Ceci est l'hypothèse la plus optimiste. Sebas a beau être un jeune naïf encore dépourvu de l'expérience et de la sagesse dont peut se targuer l'auteur de ses jours, il n'y croit guère. Non, il est nettement plus plausible que le Prince dragon a réclamé un prix en échange de son silence, un prix que lady Lyanna se devra d'endurer à moins de chercher la dénonciation et la honte publique. Mais de quoi peut-il s'agir ? En quoi consiste-il ?

Apparemment, la rose bleue d'hiver insiste pour endurer seule les conséquences de son plan revanchard visant à défendre l'honneur de son petit paludier de banneret. Sebas a écouté le compte-rendu de Rihan Bolton, et il semble que Rhaegar et ser Arthur ont présumé que le jouvenceau brun n'était qu'un misérable palefrenier ou valet embringué dans le caprice d'une noble demoiselle, pas du tout une raison de s'inquiéter quand on sait que la parole d'un roturier vaut moins que la boue dans laquelle traîne l'ourlet de votre habit. Quand à Sebas, et bien, il n'était pas présent dans le bosquet avec lady Lyanna lorsqu'elle a été surprise, et si elle ne dit rien de sa participation, personne n'imaginera que l'honorable, le chevaleresque rejeton de lord Arryn a été mêlé à pareille inconduite.
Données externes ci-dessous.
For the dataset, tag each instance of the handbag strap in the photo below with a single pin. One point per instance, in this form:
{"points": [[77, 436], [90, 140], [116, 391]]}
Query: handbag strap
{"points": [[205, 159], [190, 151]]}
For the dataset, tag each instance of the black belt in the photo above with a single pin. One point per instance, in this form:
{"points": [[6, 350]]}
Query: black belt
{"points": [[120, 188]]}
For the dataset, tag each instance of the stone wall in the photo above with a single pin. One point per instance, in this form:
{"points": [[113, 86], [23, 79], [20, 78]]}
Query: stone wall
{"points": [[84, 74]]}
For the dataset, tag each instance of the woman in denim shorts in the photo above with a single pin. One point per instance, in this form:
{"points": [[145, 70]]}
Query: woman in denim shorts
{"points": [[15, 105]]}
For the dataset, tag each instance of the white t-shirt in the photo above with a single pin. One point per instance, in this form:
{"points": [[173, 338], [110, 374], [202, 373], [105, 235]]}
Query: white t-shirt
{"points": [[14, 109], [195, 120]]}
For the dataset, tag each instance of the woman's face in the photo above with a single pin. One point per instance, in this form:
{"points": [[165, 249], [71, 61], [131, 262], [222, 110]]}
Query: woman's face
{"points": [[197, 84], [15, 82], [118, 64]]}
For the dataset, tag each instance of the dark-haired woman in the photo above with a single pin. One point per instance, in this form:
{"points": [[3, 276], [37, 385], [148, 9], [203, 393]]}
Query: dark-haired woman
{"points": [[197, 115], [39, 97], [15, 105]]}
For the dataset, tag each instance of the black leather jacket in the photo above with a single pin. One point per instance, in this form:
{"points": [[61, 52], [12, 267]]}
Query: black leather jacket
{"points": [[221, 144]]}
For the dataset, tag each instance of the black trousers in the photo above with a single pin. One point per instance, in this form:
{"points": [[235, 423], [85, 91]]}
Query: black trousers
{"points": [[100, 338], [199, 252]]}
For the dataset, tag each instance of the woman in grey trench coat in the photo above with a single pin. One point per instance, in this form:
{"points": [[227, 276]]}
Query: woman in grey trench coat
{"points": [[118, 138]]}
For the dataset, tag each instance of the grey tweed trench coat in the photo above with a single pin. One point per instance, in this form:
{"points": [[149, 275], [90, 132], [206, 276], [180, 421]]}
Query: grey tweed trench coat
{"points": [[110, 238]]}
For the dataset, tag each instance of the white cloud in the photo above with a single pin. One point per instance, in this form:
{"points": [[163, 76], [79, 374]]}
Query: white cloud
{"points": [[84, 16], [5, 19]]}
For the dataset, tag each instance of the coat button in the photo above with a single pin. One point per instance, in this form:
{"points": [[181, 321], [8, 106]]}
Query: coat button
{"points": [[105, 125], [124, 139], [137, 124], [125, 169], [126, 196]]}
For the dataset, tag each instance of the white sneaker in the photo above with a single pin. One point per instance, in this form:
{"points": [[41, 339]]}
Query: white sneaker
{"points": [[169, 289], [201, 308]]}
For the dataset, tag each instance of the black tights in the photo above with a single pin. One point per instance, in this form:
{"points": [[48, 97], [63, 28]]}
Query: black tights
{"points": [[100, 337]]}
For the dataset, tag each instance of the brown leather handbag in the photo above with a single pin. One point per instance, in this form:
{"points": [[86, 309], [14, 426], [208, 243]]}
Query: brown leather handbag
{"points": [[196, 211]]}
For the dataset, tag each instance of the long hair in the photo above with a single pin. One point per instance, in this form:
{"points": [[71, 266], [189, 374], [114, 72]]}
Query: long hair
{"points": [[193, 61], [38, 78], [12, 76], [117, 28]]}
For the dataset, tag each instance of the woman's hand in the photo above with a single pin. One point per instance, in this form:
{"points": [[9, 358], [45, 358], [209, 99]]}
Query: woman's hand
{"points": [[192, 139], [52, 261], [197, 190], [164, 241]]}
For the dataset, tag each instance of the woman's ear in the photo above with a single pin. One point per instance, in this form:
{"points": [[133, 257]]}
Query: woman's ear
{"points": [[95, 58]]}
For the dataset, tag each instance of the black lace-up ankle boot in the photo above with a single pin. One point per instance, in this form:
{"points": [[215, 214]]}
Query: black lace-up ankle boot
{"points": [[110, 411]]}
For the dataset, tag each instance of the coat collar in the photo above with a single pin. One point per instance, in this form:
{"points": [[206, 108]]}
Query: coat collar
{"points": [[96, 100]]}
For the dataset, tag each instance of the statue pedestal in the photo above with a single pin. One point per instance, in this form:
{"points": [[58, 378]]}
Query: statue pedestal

La honte gonfle dans les tripes et le ventre de Sebas, à tel point que palper son nombril renvoie l'impression d'une désagréable bouffissure. Comment ose-t-il prétendre à la dignité de chevalier, lui qui se cache derrière une femme au lieu de la protéger, qui n'ose pas admettre sa faute, qui a manqué du bon jugement nécessaire pour ne pas fauter et pour détourner autrui de la faute ? Comment peut-il espérer devenir un bon suzerain pour le Val et les Eyrié quand il vient de trahir abjectement les principes ardemment défendus par la province de sa naissance ?

La nuit ne saurait tomber assez tôt, pour que le nobliau blond puisse traîner sa carcasse percluse de remords jusqu'au septuaire et se repentir jusqu'à ce que la première lueur de l'aube devienne le plein soleil à son zénith.